Soldatov noted that this war in Ukraine is different from the other Russian wars in the past few decades.
The Scale of the War
Putin has never engaged in a war of this scale before.
The Command Structure
The wars in Chechnya, Georgia, Crimea and Syria had a clear chain of command. There was always a commander in charge of the war and you knew who was in charge of the situation on the battlefield. In Ukraine, we do not know that. It is only recently that we have had a commander appointed who was in charge of the entire war.
The Relationship Between Putin and the Command
In other wars, Putin has never attacked members of his own command structure to this extent. There have been problems with the FSB, two generals have been placed under house arrest. The head of the National Guard was asked to resign and there are rumors that he is under criminal investigation. The Defense Minister disappeared and then reappeared (See Washington Post, 3/26/22). There are people in every security service that Putin is unhappy with.

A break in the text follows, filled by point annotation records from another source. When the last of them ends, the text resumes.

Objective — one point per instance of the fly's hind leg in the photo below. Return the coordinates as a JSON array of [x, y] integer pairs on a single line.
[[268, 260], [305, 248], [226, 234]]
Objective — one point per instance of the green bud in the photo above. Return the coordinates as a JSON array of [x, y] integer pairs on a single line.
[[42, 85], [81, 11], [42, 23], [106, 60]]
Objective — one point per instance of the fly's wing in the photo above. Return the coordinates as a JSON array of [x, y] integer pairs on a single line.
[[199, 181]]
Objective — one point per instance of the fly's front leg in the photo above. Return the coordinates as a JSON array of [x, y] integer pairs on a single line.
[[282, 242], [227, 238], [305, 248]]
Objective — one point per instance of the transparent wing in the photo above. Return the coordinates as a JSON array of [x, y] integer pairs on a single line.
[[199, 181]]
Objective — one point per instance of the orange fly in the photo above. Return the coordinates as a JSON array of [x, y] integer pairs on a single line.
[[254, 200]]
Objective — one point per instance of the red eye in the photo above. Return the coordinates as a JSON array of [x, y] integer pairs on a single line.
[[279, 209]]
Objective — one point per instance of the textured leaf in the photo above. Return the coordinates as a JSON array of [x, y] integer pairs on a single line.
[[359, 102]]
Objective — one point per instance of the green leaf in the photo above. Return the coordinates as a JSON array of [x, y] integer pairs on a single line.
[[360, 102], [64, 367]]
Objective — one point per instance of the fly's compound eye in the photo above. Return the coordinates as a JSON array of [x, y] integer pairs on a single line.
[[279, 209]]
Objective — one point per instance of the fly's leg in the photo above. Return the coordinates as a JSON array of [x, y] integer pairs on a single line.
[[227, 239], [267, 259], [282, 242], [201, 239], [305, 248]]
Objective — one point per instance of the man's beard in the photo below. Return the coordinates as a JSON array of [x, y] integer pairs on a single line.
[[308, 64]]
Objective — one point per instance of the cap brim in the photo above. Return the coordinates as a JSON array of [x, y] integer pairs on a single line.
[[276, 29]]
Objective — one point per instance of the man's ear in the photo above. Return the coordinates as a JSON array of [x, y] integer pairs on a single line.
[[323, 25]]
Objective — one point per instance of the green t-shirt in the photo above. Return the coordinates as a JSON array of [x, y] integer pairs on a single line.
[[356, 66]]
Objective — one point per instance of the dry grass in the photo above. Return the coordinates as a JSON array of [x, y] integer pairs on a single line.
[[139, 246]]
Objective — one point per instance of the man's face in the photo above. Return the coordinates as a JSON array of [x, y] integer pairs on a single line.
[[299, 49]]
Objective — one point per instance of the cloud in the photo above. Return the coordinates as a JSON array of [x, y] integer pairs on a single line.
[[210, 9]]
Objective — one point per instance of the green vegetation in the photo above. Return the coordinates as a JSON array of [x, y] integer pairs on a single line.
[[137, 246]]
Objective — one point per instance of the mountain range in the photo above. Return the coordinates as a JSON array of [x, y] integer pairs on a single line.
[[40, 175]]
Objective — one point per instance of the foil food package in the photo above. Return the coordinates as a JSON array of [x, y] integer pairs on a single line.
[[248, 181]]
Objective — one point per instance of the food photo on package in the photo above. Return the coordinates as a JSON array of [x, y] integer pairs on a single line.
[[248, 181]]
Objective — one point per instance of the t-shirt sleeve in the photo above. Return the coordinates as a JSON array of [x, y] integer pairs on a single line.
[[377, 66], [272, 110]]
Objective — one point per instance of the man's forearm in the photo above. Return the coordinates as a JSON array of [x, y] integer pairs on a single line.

The command structure was evidently not informed of the invasion until very shortly before the order was given. They did not have time to adequately prepare. (Note: This may be an indication of how little Putin trusts his command structure).
Security Services and Their Role in the War in Ukraine
While all the security services were involved in the invasion of Ukraine, they had different objectives. The FSB had two objectives. They were to collect intelligence on political activity in Ukraine and cultivate political groups which might be supportive of the invasion. They were identifying spies and political operatives.
The FSB intelligence had a big impact on Putin’s thinking about the invasion and the war. But, in the end, Putin thinks he’s the best FSB agent that has ever been.
The military and security services think tactically, but they rarely seen the bigger picture. They think about the tactics of invading Ukraine, but not the effect of the sanctions on the economy. Had they limited their actions to the Donbas, securing their position there, they might have been able to expand their control over larger parts of Ukraine without provoking the sanctions. It was their attack on Kyiv and the entire country that provoked the array of sanctions.
Ukraine is Different
Putin has strong opinions about Ukraine. He has been writing articles about Ukraine for years. And, he is emotional about Ukraine and its place within the Russian sphere. This is not just a failure of the intelligence services, it’s also partly an outcome of Putin’s emotional reaction to Ukraine and the Ukrainian people. Putin takes a dim view of the Ukrainians in relation to Russians. He had evidently decided that the Ukrainians were weak and given a shove by the Russians, the Ukrainian government would fall and be replaced by a Russian puppet.
It is unlikely that Putin would have listened to more realistic assessments of the likelihood of the success of the invasion had he been given them. He considers himself the best FSB intelligence analyst in the world.
And, the evidence seems to indicate that Putin is not receiving accurate assessments of what is going on in Ukraine. He does not read social media, or watch TV. And, he would not believe anything on Western TV. The fact that the war was going so badly for so long without any change in strategy is a further indication that Putin was not getting accurate information.